Alors que je me reculais, mes mains touchèrent accidentellement le guidon et une lumière éblouissante émergea depuis ses entrailles. Je sentis une étrange sensation parcourir mon corps, partant depuis ma tête jusque dans la paume de ma main.

“Que se passe-t-il ?” m’écriai-je de stupeur.

“Je ne le sais pas moi-même,” répliqua Nyfeirg. “C’est comme si…”

Alors que la lumière s’amenuisait, je vis ma moto se métamorphoser devant mes yeux ébahis. Quand elle eut disparu totalement, je ne pus m’empêcher de demeurer bouche bée face à la vue extraordinaire.

Sa forme était restée similaire mais certains détails me sautaient aux yeux : d’étranges protubérances avaient pris place à divers endroits de la carrosserie, tandis que le réservoir avait disparu pour laisser place à un étrange système dont j’ignorais tout. En y regardant de plus près, je remarquai qu’il était relié au moteur qui, lui-même, avait pris une apparence monstrueuse. En outre, le phare avant s’était mué en un crâne menaçant dont les yeux relâchaient une lumière sinistre.

Si je devais décrire ce que je voyais, un seul mot me venait en tête : démoniaque.

“Wow,” sifflotai-je avec effarement. “Même le Ghost Rider serait jaloux s’il voyait ça…”

“J’espère qu’il s’agit d’un compliment,” suggéra Nyfeirg suspicieusement.

“Euh… Bien sûr,” répondais-je avec un certain malaise.

“Tu mens,” rétorqua-t-elle froidement.

“Mais non !” répliquai-je, alarmé “… Comment le sais-tu ?”

“Je ne saurais trop le dire, je dirais que c’est comme si j’étais une partie de toi. Ce que tu ressens, ce que tu penses, je le sais…”

“Qu’est-ce que…”

“Par exemple, en ce moment, tu hésites à me conduire, n’est-ce pas ?”

“Je…”

“Et maintenant, tu te demandes comment cela est possible… Ne t’en fais pas, je suis aussi confuse que toi,” dit-elle avec hésitation. Elle avait adopté naturellement une identité féminine. “Cela étant, un véritable compliment n’aurait pas été de trop…” ajouta-t-elle à voix basse.

“Qu’as-tu dit ? Je n’ai pas entendu.”

“Rien,” répondit-elle avec exaspération.

Ce phénomène était complètement absurde, mais il me donnait quelque part un étrange sentiment de plaisir. C’est comme s’il s’agissait de…

“Magie !” répondit Nyfeirg. “C’est exactement cela, je n’aurais pas mieux dit !”

“Je… Pense qu’il me faudra un certain temps avant de m’y habituer” dis-je avec une certaine appréhension.

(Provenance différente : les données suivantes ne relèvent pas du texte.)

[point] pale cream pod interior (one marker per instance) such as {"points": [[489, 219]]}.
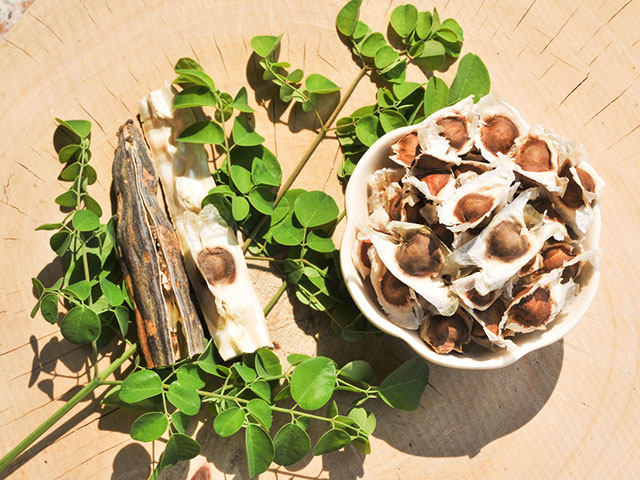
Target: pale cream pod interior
{"points": [[231, 309]]}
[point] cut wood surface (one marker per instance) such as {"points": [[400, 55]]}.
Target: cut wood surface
{"points": [[571, 410]]}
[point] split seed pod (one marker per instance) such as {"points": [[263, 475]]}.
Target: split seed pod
{"points": [[168, 326], [505, 245], [418, 262], [499, 126], [447, 334], [474, 201], [537, 305], [397, 300], [207, 242]]}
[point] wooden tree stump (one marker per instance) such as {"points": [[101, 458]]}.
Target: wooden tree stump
{"points": [[571, 410]]}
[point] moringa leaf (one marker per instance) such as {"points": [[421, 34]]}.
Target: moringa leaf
{"points": [[259, 448], [205, 132], [435, 96], [472, 78], [80, 325], [313, 382], [149, 427], [347, 18], [291, 443], [403, 20]]}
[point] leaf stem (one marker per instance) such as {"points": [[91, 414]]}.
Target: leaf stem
{"points": [[312, 148], [276, 297], [62, 411]]}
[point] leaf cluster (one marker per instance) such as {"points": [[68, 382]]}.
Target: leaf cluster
{"points": [[249, 172], [292, 85], [250, 393], [90, 287]]}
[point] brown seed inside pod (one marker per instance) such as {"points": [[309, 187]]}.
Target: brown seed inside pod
{"points": [[218, 265], [472, 207], [436, 181], [555, 256], [446, 334], [420, 256], [393, 290], [407, 148], [365, 245], [480, 300], [532, 309], [454, 129], [586, 179], [498, 134], [534, 155], [505, 241]]}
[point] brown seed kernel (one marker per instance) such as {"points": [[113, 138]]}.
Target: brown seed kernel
{"points": [[533, 309], [420, 256], [555, 256], [365, 245], [472, 207], [498, 134], [570, 272], [586, 179], [446, 334], [393, 290], [505, 241], [436, 181], [395, 207], [492, 316], [480, 300], [454, 129], [428, 162], [534, 156], [407, 148], [443, 233], [218, 265]]}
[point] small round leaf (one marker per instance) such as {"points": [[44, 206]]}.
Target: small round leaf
{"points": [[291, 444], [80, 325], [149, 427]]}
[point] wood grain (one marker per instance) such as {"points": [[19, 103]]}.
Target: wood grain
{"points": [[571, 410]]}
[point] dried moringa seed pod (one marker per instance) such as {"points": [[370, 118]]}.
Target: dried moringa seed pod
{"points": [[447, 334], [397, 299], [476, 200], [417, 261], [168, 326], [227, 297], [499, 126]]}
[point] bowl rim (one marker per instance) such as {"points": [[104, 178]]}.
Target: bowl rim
{"points": [[377, 155]]}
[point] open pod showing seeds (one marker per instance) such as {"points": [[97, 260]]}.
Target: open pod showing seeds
{"points": [[214, 260], [216, 253], [498, 128], [418, 261], [538, 304], [447, 334], [449, 133], [474, 201], [168, 325], [537, 157], [397, 299], [505, 245], [482, 210]]}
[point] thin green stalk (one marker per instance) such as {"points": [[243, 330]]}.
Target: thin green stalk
{"points": [[312, 148], [276, 297], [62, 411]]}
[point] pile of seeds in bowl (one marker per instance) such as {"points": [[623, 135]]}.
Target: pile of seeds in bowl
{"points": [[478, 234]]}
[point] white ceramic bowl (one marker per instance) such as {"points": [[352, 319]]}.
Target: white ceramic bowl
{"points": [[478, 358]]}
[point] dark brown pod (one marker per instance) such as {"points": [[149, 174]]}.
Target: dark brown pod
{"points": [[168, 325]]}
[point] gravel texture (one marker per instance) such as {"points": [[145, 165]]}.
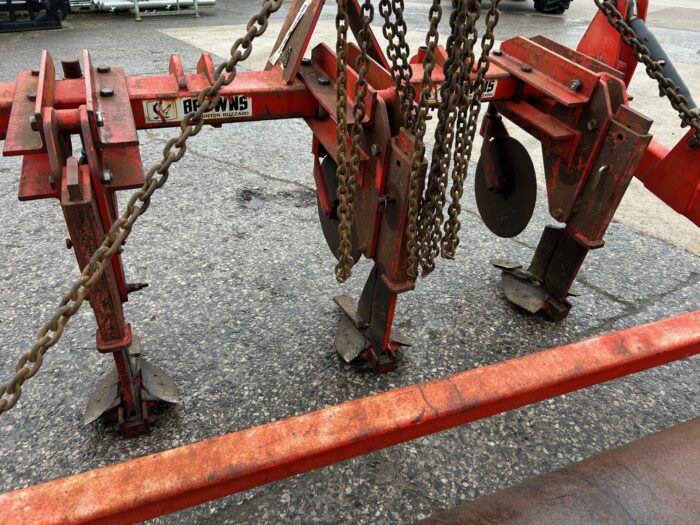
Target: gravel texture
{"points": [[239, 313]]}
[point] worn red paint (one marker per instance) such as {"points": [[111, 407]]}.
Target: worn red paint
{"points": [[186, 476]]}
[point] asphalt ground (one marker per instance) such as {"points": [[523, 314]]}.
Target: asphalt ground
{"points": [[239, 310]]}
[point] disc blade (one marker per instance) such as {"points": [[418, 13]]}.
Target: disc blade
{"points": [[506, 209], [329, 225]]}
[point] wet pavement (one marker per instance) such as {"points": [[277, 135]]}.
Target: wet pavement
{"points": [[240, 313]]}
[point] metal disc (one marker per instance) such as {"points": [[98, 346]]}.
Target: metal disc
{"points": [[330, 225], [506, 211]]}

“Ne t’en fais pas, John. Je serai toujours à tes côtés !”

“À la vie, à la mort, dit-on ?”

“C’est ça ! En selle, Partenaire ?”

Alors que je la chevauchai, je fus agréablement surpris par la sensation. La selle épousait parfaitement mes formes, ne donnant aucun sentiment d’inconfort. Tout en cherchant après un bouton de démarrage, la moto démarra d’elle-même sans que j’aie à intervenir. La carcasse vibrait au rythme du ronronnement du moteur. Même cette mélodie était restée identique avant la transformation.

“Attends, tu peux démarrer par toi-même ?”

“Et pas que… Allez, laissons le vent nous porter !”

“D’accord…”

Je pris mon casque et le posai sur ma tête, puis tournai légèrement la poignée des gaz, faisant rugir le moteur follement. Je ne m’y étais pas encore totalement habitué. Tout avait changé après tout. Heureusement, certaines choses demeuraient immuables. Je débrayai et passai la première vitesse dans un petit claquement.

“Par ailleurs…”

“Oui ?” demanda Nyfeirg.

“Après réflexion, ‘Saint-Esprit des Motos’ ne te plairait-il pas plus ?”

Un long silence s’en suivit avant que Nyfeirg et moi nous engageassions dans l’épaisse forêt.